2020年1月に中国湖北省で報告された新型コロナウイルス感染症は世界中に広がり大きな問題となっています。コロナウイルスはもともと風邪ウイルスの1つであり、珍しい病気ではありませんでしたが新型コロナウイルスは肺炎などを併発し重症化することもあるため大きな問題になっています。

新型コロナウイルス

新型コロナウイルスとは

新型コロナウイルス(SARS-CoV2)はコロナウイルスの1つです。コロナウイルスには、一般的な風邪や重症急性呼吸器症候群(SARS)、中東呼吸器症候群(MERS)が含まれます。コロナウイルスは、RNAウイルス(一本鎖のRNAウイルス)の一種で単体では成長できませんが、粘膜などの細胞に付着して侵入することで成長します。新型コロナウイルスは2019年の終わりごろに中国で発生したのを皮切りに、あっという間に世界中に感染が拡大しました。

新型コロナウイルスの症状

感染から4~5日後に症状が現れますが、人によっては2週間ほど経ってから症状が現れることもあります。一方で、まったく症状が出ない人もいます。

症状には発熱、咳、息苦しさ、体のだるさ、寒気、筋肉痛、頭痛、喉の痛みなどの一般的な風邪の症状と同じ症状の他に新型コロナウイルス感染症に特徴的な症状である味覚・嗅覚の消失、発疹などの皮膚症状があります。また基礎疾患のある患者さんや高齢者で肺炎に発展することもありこれが大きな問題になっています。

どのような患者さんが重症化する?

重症化するかどうかは年齢、健康状態によります。重症化すると肺炎、酸素不足、心臓病などの深刻な問題を引き起こします。重症化するリスクは高齢者、重い心臓病、慢性腎臓病、2型糖尿病、慢性閉塞性肺疾患(COPD)、かま状赤血球症、肥満などが報告されています。免疫系の働きが弱っている人(HIV感染や特定の薬の使用など)や、ぜんそく、のう胞性線維症などの肺の病気、また高血圧といった病気のある人も重症化するおそれがあります。

新型コロナウイルスはどのように広がる?

新型コロナウイルス感染症は人から人へと伝染します。感染した患者さんのが咳やくしゃみ、他の人に近づいてしゃべったりすることが、感染の主な原因になっています。マスクの着用、3密を避ける、ソーシャルディスタンスを心がける、手洗いなどがコロナウイルスが広がるのを抑え込むのに有効です。

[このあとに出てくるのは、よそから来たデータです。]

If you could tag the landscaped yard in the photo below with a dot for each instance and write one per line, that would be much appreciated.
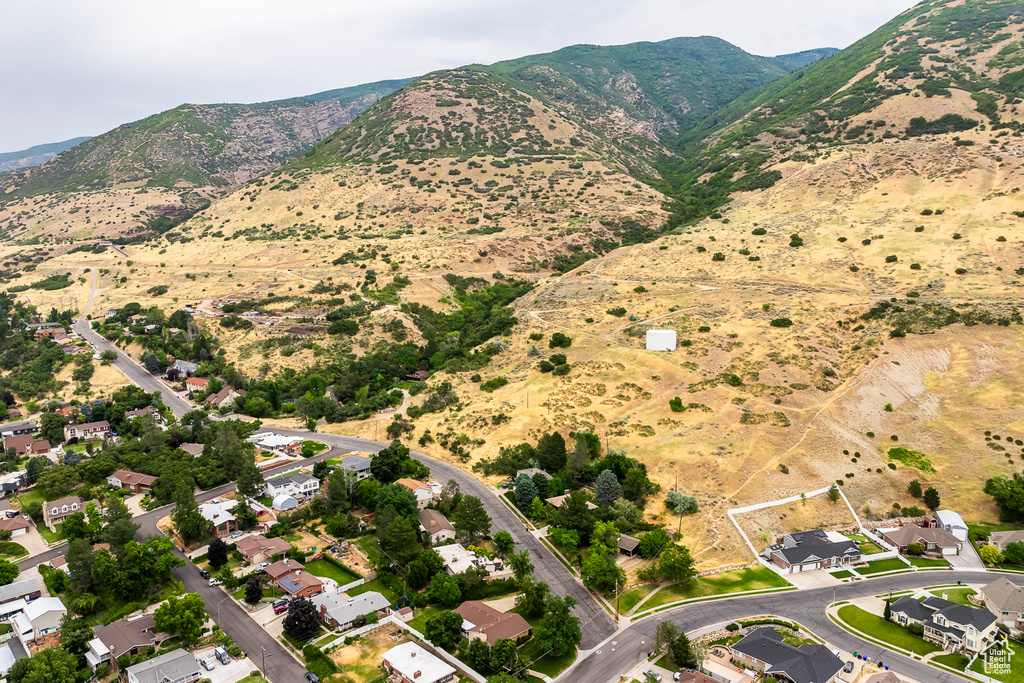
(957, 595)
(735, 581)
(547, 665)
(327, 569)
(928, 562)
(630, 598)
(887, 632)
(877, 566)
(376, 585)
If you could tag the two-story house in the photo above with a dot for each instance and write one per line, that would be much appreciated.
(89, 430)
(296, 485)
(56, 511)
(956, 628)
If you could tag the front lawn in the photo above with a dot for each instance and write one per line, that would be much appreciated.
(548, 665)
(735, 581)
(377, 586)
(887, 632)
(326, 569)
(891, 564)
(928, 562)
(957, 595)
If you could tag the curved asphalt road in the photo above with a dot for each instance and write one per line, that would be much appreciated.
(613, 653)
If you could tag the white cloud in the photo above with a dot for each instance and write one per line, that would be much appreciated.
(83, 68)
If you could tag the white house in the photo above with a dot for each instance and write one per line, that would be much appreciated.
(660, 340)
(952, 522)
(413, 664)
(297, 484)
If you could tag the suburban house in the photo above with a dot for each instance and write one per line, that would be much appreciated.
(55, 512)
(297, 485)
(194, 450)
(424, 494)
(138, 483)
(197, 383)
(292, 578)
(629, 545)
(26, 444)
(949, 521)
(16, 428)
(936, 541)
(39, 617)
(764, 650)
(175, 667)
(457, 559)
(258, 548)
(953, 627)
(411, 664)
(339, 611)
(142, 412)
(480, 621)
(20, 590)
(88, 430)
(557, 502)
(224, 398)
(16, 525)
(1006, 600)
(125, 637)
(357, 465)
(805, 551)
(436, 526)
(1000, 540)
(219, 515)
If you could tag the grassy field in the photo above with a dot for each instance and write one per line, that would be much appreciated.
(326, 569)
(957, 595)
(883, 565)
(887, 632)
(735, 581)
(630, 598)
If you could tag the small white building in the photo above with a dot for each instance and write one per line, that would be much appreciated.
(660, 340)
(414, 665)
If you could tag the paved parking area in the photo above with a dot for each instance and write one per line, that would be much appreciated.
(225, 673)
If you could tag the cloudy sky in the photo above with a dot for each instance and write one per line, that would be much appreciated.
(75, 68)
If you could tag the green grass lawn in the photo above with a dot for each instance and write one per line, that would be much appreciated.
(630, 598)
(419, 622)
(957, 595)
(928, 562)
(1016, 666)
(887, 632)
(953, 660)
(877, 566)
(728, 582)
(376, 585)
(326, 569)
(548, 665)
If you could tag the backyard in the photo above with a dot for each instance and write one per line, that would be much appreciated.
(735, 581)
(887, 632)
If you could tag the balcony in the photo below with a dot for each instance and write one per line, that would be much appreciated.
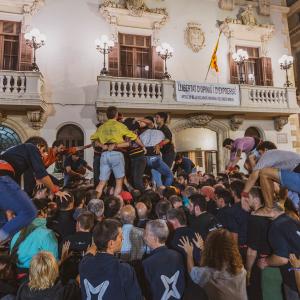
(21, 91)
(133, 95)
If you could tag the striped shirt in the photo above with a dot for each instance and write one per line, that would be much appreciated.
(279, 159)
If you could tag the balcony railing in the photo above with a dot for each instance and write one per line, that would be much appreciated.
(161, 94)
(22, 89)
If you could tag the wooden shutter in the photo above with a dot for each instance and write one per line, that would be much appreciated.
(25, 55)
(233, 70)
(157, 65)
(113, 61)
(265, 71)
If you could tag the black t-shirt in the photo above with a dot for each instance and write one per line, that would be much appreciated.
(203, 223)
(257, 234)
(168, 135)
(74, 164)
(25, 157)
(239, 222)
(284, 238)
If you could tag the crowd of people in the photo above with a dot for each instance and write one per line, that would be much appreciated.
(149, 225)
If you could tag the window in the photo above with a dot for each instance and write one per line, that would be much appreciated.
(71, 136)
(14, 53)
(257, 70)
(8, 138)
(133, 56)
(253, 132)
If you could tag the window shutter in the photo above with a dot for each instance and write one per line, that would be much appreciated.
(233, 70)
(265, 70)
(113, 61)
(157, 65)
(25, 55)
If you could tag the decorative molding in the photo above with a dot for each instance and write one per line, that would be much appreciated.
(197, 121)
(226, 4)
(133, 14)
(194, 37)
(264, 7)
(36, 119)
(3, 117)
(280, 122)
(236, 121)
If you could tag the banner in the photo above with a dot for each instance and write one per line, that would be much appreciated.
(208, 93)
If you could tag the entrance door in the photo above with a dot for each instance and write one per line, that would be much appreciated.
(211, 162)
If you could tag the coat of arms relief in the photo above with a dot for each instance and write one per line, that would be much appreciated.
(194, 37)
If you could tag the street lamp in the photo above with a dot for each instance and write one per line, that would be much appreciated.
(35, 40)
(165, 51)
(104, 46)
(239, 58)
(285, 63)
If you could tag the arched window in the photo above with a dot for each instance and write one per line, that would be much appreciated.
(37, 140)
(253, 132)
(8, 138)
(71, 135)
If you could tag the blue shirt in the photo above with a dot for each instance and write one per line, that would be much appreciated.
(103, 276)
(41, 239)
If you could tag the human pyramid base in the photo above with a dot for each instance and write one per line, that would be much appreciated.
(148, 225)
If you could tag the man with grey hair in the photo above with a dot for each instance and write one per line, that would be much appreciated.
(133, 246)
(96, 206)
(164, 268)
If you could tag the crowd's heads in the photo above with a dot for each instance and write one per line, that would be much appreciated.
(176, 217)
(223, 197)
(161, 118)
(254, 201)
(198, 204)
(162, 208)
(221, 252)
(127, 214)
(43, 271)
(156, 233)
(107, 236)
(237, 187)
(85, 221)
(112, 112)
(227, 143)
(112, 207)
(96, 206)
(142, 210)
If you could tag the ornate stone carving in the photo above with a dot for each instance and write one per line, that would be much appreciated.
(3, 117)
(264, 7)
(36, 119)
(236, 121)
(226, 4)
(194, 37)
(280, 122)
(247, 17)
(199, 120)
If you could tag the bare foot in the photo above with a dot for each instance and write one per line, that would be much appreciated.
(264, 212)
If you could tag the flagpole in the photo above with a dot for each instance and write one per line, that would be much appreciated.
(212, 56)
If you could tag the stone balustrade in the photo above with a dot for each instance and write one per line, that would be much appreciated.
(22, 90)
(161, 94)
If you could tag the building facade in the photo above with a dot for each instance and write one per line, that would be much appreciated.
(69, 95)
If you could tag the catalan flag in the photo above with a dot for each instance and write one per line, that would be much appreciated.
(214, 59)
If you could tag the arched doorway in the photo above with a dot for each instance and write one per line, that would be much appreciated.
(253, 132)
(71, 135)
(201, 146)
(8, 138)
(37, 140)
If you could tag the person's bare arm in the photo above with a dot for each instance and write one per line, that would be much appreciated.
(251, 181)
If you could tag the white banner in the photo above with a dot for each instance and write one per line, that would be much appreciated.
(208, 93)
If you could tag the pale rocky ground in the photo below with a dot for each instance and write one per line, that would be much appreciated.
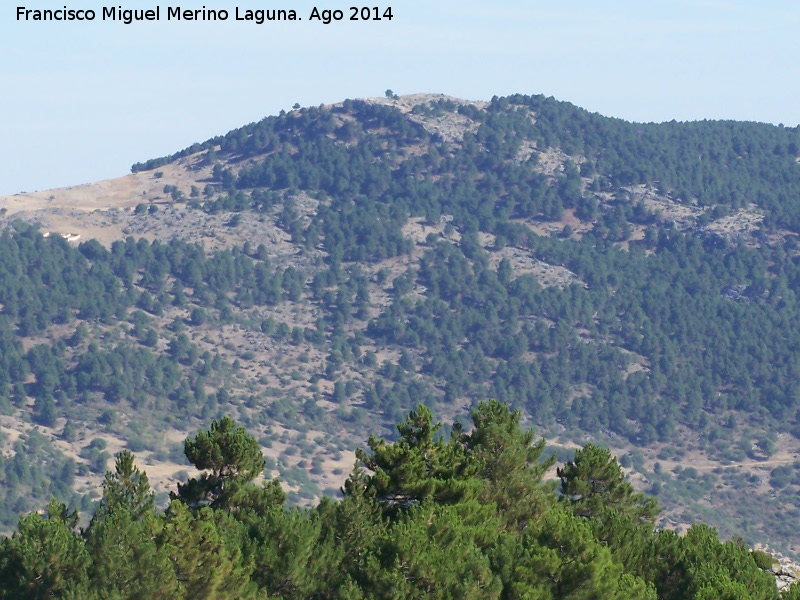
(104, 211)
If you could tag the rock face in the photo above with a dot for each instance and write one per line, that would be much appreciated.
(786, 573)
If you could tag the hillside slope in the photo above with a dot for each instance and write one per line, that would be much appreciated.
(323, 271)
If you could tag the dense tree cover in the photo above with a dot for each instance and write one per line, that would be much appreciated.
(677, 328)
(423, 517)
(667, 299)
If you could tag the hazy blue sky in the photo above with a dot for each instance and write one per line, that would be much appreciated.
(83, 101)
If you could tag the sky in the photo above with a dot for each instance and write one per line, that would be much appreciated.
(82, 101)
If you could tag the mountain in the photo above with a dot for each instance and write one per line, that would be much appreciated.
(321, 272)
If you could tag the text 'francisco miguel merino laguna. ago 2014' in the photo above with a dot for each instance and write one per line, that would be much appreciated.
(176, 13)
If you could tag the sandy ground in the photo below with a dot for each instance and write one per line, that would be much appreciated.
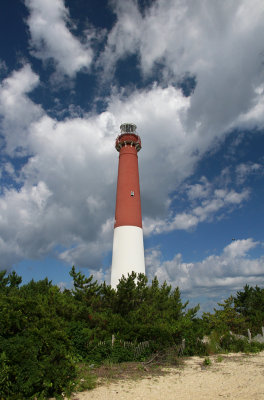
(237, 376)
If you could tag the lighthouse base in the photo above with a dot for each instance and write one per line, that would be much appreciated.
(128, 253)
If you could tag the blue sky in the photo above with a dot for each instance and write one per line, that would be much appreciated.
(190, 75)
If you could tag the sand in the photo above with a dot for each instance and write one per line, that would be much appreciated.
(237, 376)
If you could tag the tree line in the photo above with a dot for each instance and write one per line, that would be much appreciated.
(45, 332)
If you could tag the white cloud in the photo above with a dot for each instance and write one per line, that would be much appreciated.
(75, 161)
(244, 170)
(220, 43)
(17, 110)
(206, 202)
(51, 39)
(229, 271)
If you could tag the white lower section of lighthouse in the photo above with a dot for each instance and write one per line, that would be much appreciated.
(128, 252)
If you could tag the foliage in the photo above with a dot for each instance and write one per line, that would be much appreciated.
(49, 338)
(250, 304)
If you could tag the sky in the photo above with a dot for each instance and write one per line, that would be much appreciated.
(190, 75)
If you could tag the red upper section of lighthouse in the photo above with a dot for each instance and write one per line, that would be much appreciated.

桂川さいとう内科循環器クリニックでの新型コロナウイルスへの対応

ワクチン接種

新型コロナウイルスに対する最も有効な防御手段はワクチン接種です。当院ではファイザー社ワクチンを使用しています。ワクチン供給に応じて予約を受け付けるようにしています。ワクチン接種に関連した合併症は発熱や注射部位の筋肉痛などがありますが数日で改善する場合がほとんどです。
新型コロナウイルスのワクチン接種予約は予約サイトから予約ください。

発熱外来のご案内

熱発の方は通常の患者さんと接触しないよう診察室を入り口から分けて発熱外来を設けています。新型コロナウイルス感染症が疑わしいと判断された場合は抗原検査やPCRを行っています。

新型コロナウイルスの最新情報


当初は治療薬が無かった新型コロナウイルス感染症も徐々に治療薬が出てきています。2023年9月現在、国内で使用可能な治療薬は、

  • ゾコーバ®(エンシトレルビル フマル酸)
  • ラゲブリオ®(モルヌピラビル)
  • パキロビッド®(ニルマトレルビル・リトナビル)
  • 中和抗体薬(ソトロビマブ・カシリビマブ/イムデビマブ)
  • レムデシビル

があります。当院ではゾコーバ、ラゲブリオ、パキロビッドの3種類を患者さんの重症化危険因子から判断して処方しています。厚生労働省が定期的にアップデートしている”新型コロナウイルス感染症診療の手引き 第10版”では抗ウイルス剤の使い分けは下記のようになっています。

抗ウイルス剤の選択

当院で使用できる抗ウイルス剤3種類の特徴は

  • ゾコーバ®:重症化リスクがなくても使えます。副作用が少ないのも特徴。他の薬と飲み合わせがあります。症状がある期間を短縮します。
  • ラゲブリオ®:他の薬の飲み合わせが少ない、重症化予防効果も30%減が認められる。重症化リスクが高い人に使用します。パキロビッド®よりは重症化予防効果が少ないとされます。
  • パキロビッド®:重症化予防効果が最も高いと報告されています(88%減)。妊娠中期以降であれば投与可能です。重症化リスクが高い人に使用、併用できない薬があります。

となっています。患者さんに合わせて処方しています。ただし重症化リスクの低い軽症の患者さんでは,特別な医療によらなくても,経過観察のみで自然に軽快することが多いです。